From 2007 to 2009, a surge of 20,000 troops under the generalship of David Petraeus saved a mostly lost war in Iraq. Petraeus' counterinsurgency doctrine helped win over the population, as the surge in troops gave greater security to Iraq's government and military. Despite occasional violence, fewer Americans have been killed in Iraq in 2011 (53 in the most recent count) than in any year since the invasion -- a quiet that could end with the departure of all American troops soon.
By 2009, Afghanistan was spiraling out of control and seemed in need of a similar troop surge. President Obama reluctantly agreed to send 20,000 reinforcements. Two prominent veterans of the Iraq turnaround, Petraeus and Marine Gen. James Mattis, eventually took over command of the war and the surrounding theater to seek a repeat of what they had helped accomplish in Iraq.
Yet despite better security in some provinces, a general reduction in violence and a decline this year in American fatalities, public support for the war in Afghanistan is at an all-time low. The violent country still remains about eight times more deadly to American troops than is Iraq.

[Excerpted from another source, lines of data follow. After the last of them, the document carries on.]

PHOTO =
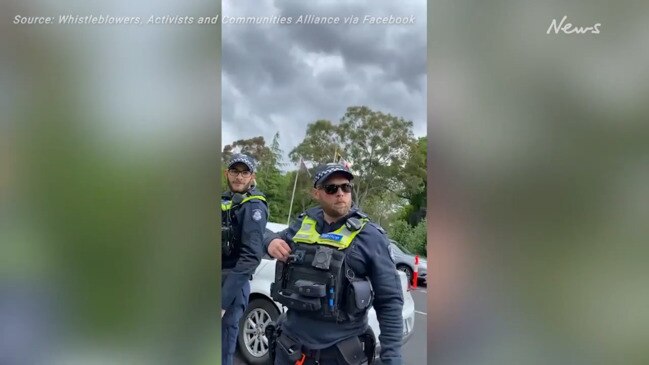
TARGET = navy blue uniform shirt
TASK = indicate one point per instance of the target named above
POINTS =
(251, 218)
(368, 256)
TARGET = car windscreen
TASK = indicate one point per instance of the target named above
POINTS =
(400, 246)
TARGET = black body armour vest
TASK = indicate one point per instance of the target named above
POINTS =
(316, 279)
(230, 227)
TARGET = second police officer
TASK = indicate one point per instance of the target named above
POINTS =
(244, 213)
(333, 263)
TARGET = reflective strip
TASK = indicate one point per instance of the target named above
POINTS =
(340, 238)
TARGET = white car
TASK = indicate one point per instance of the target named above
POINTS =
(261, 310)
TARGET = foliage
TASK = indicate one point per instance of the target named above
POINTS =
(389, 165)
(412, 238)
(377, 144)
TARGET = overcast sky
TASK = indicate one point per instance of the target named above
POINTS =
(283, 77)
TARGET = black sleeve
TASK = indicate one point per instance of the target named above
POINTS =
(388, 294)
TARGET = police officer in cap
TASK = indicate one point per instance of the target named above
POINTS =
(244, 214)
(333, 263)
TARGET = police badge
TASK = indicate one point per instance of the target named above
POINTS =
(256, 214)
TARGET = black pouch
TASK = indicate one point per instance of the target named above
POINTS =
(352, 351)
(297, 302)
(310, 289)
(359, 296)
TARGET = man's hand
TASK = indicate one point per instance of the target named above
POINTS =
(279, 249)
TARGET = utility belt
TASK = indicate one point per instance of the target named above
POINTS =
(357, 350)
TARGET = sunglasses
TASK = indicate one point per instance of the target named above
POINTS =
(234, 173)
(333, 188)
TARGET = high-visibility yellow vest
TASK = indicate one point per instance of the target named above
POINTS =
(340, 238)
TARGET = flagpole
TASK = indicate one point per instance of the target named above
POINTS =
(290, 207)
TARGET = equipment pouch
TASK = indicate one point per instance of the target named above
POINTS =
(352, 351)
(310, 289)
(359, 296)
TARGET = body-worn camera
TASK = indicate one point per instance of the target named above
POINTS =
(226, 240)
(322, 258)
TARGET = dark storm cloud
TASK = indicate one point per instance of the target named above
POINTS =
(282, 77)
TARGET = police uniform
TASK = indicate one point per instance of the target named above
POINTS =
(244, 219)
(343, 260)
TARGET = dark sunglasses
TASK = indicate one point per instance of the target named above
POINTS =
(333, 188)
(234, 173)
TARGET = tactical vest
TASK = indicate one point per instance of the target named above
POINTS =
(316, 280)
(230, 230)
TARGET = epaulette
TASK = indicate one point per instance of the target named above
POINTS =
(378, 227)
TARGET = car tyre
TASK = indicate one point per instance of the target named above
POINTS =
(407, 271)
(251, 339)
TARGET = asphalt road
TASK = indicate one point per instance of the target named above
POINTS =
(414, 351)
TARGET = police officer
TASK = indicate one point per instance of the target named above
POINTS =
(339, 264)
(244, 214)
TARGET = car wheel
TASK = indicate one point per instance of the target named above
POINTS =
(407, 271)
(252, 340)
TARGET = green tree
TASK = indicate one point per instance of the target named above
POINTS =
(377, 144)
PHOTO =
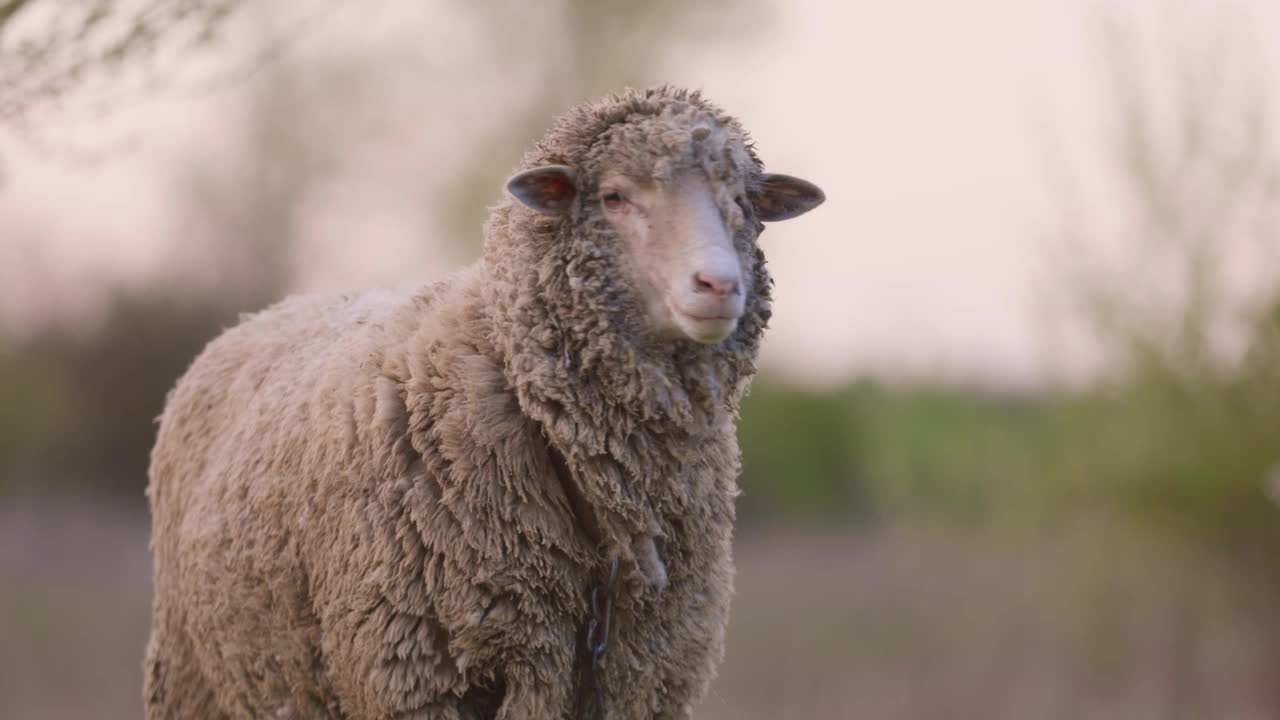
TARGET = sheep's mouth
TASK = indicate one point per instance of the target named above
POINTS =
(707, 329)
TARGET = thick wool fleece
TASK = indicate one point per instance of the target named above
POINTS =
(383, 505)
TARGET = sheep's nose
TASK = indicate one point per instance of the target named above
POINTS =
(717, 285)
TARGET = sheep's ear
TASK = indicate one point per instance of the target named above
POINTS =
(549, 188)
(782, 197)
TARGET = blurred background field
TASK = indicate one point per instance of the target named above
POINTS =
(1015, 446)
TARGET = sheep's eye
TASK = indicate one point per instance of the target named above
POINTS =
(613, 200)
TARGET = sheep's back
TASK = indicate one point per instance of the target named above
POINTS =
(252, 460)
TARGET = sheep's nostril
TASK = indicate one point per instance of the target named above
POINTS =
(716, 285)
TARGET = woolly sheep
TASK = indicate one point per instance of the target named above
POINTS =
(415, 505)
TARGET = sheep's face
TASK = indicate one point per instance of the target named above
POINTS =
(679, 253)
(684, 226)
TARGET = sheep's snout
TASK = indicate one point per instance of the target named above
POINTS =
(720, 285)
(707, 305)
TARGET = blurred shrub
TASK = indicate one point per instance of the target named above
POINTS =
(83, 405)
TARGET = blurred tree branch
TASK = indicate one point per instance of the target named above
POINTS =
(50, 49)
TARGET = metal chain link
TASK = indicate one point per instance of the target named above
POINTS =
(597, 641)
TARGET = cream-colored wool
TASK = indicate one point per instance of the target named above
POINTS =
(355, 509)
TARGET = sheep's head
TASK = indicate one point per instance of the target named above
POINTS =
(682, 197)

Why hasn't the surge worked as well as it did in Iraq? One reason is the lack of commensurate diplomatic support. In Iraq, Ambassador Ryan Crocker worked closely with Petraeus and the Iraqi government to integrate civilian and military strategy. That sort of cohesion -- until the recent dispatch of Crocker to Afghanistan -- was lacking in 2009 and 2010. Instead, endemic squabbling between American ambassadors, the Afghan government, the U.S. military and regional State Department diplomatic czars hampered unity of purpose.
Afghanistan, of course, is also not Iraq. We forgot that between 2002 and 2006, when the media strangely considered it the "good," necessary and quiet war to distinguish it from the far more violent and unpopular "bad" Iraq war. Yet this good war/bad war idea -- so popular in the 2008 presidential campaign -- was always a false construct.
Afghanistan poses far more challenges than Iraq. Instead of Iraq's billions of dollars in state oil revenue, impoverished Afghan gangs export opium. Iraqis are part of the larger Arab world, living in its most strategically important area. Afghans are far more isolated and less critical to the world economy.